Turan: Bankaların yüksek faizleri KOBİ’leri yoruyor
Numerik Makine Genel Müdürü Cumhur Turan, 10 yıl önce savunma ve havacılık sektörüne hiç ofset desteği verilmediğini belirterek, “Savunma sanayi bir uçağı ya da herhangi bir projeyi seçip alıyordu. Şimdi en azından bir tane alınması lazım deniyor ve ana sanayi iş alıyor ordan yan sanayilere de iş düşüyor. Havacılıkta yan sanayi olarak 30 firmaya yakınız. Bu grubun arkasındaki kişiler daha alt grup ve daha zor şartlarda çalışıyorlar ve yan sanayi olmak için ne yapmak gerektiğini düşünüyorlar. Bu konuda en büyük sorunlarımızdan biri makine yatırımı. Bir makine alırken ana sanayiden iş alacağım düşüncesi ile büyük bir risk alınıyor. Makine için bankalardan alınan kredilerin faizleri KOBİ’lerin belini ciddi olarak büküyor. Yüksek faizle yatırım yaparken yoruluyoruz” dedi.

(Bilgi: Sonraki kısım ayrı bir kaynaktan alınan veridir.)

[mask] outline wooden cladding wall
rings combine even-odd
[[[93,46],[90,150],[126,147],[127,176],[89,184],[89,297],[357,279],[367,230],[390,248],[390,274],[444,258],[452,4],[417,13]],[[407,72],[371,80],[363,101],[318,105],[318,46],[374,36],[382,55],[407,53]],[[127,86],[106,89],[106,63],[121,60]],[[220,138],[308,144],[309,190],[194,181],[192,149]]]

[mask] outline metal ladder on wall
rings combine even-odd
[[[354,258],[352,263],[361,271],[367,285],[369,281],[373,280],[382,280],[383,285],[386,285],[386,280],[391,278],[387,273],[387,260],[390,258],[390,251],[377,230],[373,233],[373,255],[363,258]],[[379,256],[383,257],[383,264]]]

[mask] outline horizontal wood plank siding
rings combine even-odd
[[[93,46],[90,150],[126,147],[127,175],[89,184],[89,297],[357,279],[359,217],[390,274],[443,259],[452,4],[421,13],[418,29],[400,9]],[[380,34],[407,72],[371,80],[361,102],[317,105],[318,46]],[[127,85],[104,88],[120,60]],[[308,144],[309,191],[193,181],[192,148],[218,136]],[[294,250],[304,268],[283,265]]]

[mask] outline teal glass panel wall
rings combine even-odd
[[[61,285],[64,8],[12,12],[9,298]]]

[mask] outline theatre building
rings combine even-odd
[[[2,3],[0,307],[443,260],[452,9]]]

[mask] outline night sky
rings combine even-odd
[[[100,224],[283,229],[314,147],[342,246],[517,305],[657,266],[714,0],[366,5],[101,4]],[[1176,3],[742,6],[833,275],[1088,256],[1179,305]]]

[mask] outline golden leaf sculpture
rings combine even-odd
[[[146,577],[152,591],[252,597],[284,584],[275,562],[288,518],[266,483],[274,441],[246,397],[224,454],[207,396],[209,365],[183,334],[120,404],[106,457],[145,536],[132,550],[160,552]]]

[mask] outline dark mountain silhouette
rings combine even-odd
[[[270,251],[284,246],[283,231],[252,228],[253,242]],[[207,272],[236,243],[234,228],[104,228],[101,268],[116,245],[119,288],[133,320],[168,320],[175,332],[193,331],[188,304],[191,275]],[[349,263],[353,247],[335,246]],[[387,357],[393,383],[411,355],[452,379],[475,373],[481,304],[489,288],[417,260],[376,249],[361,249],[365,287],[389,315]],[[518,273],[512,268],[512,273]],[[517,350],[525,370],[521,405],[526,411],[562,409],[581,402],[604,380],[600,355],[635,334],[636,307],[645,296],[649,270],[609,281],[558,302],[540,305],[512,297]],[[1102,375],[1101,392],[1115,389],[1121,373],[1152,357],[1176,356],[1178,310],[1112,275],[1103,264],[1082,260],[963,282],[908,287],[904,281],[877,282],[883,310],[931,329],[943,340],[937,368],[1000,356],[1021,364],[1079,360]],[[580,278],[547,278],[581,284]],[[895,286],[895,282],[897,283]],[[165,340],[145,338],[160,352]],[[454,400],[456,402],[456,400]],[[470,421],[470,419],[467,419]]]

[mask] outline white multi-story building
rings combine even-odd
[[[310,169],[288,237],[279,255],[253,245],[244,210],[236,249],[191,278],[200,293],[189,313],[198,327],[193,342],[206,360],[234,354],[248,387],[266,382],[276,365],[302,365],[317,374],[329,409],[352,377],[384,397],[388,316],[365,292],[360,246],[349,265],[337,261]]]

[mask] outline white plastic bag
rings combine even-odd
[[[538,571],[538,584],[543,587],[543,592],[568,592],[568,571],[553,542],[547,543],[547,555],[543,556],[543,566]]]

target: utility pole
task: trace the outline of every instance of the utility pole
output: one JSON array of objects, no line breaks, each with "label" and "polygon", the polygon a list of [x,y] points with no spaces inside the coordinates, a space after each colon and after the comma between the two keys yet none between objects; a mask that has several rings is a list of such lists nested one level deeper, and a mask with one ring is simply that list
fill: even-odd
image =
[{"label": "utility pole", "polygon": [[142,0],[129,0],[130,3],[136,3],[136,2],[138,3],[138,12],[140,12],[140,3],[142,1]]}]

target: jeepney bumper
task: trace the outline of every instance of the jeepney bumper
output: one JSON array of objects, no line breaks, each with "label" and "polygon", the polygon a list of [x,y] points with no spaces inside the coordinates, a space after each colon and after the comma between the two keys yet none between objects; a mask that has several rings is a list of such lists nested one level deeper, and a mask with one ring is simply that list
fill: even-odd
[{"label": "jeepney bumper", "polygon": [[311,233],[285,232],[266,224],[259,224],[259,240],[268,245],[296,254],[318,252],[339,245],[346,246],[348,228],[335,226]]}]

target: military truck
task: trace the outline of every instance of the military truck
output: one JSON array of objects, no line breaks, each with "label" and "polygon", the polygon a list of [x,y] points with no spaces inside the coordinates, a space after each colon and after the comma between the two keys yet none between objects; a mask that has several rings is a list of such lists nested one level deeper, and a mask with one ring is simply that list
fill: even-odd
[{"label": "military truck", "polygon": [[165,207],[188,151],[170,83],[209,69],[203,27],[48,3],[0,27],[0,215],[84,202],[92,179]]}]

Coşkun: Rekabet için makine parkının yenilenmesi gerek
Coşkunöz Savunma ve Havacılık Sanayi Genel Müdürü Mehmet Coşkun, sivil havacılıkta yıllık yüzde 5 büyüme öngörüldüğünü vurgulayarak, “Havacılıkta bir zamanlar hayal olan ayda 50 uçak bariyeri kırıldı ama detayda bazı tehlike sinyalleri var. Bu büyüme esasen Uzakdoğu kökenli ve genelde tek koridorlu uçaklara talepten kaynaklı bir büyüme. Ana firmaların yatırımları yavaş yavaş Malezya, G.Kore, Çin, Meksika, Hindistan’a doğru kayıyor. Artık ucuz işçilik cenneti olan Balkan ülkeleri değil daha düşük maliyetli ülkelerle rekabet eder duruma gelme noktasındayız. Dünya rekabeti için Malezya ve Hindistan’dan daha ileride olmalıyız. Bunun için makine parkımızı acilen yenilemeliyiz. Uzun vadeli düşük faizli krediler için sektöre özel teşvikler çıkartılmalı ” diye konuştu.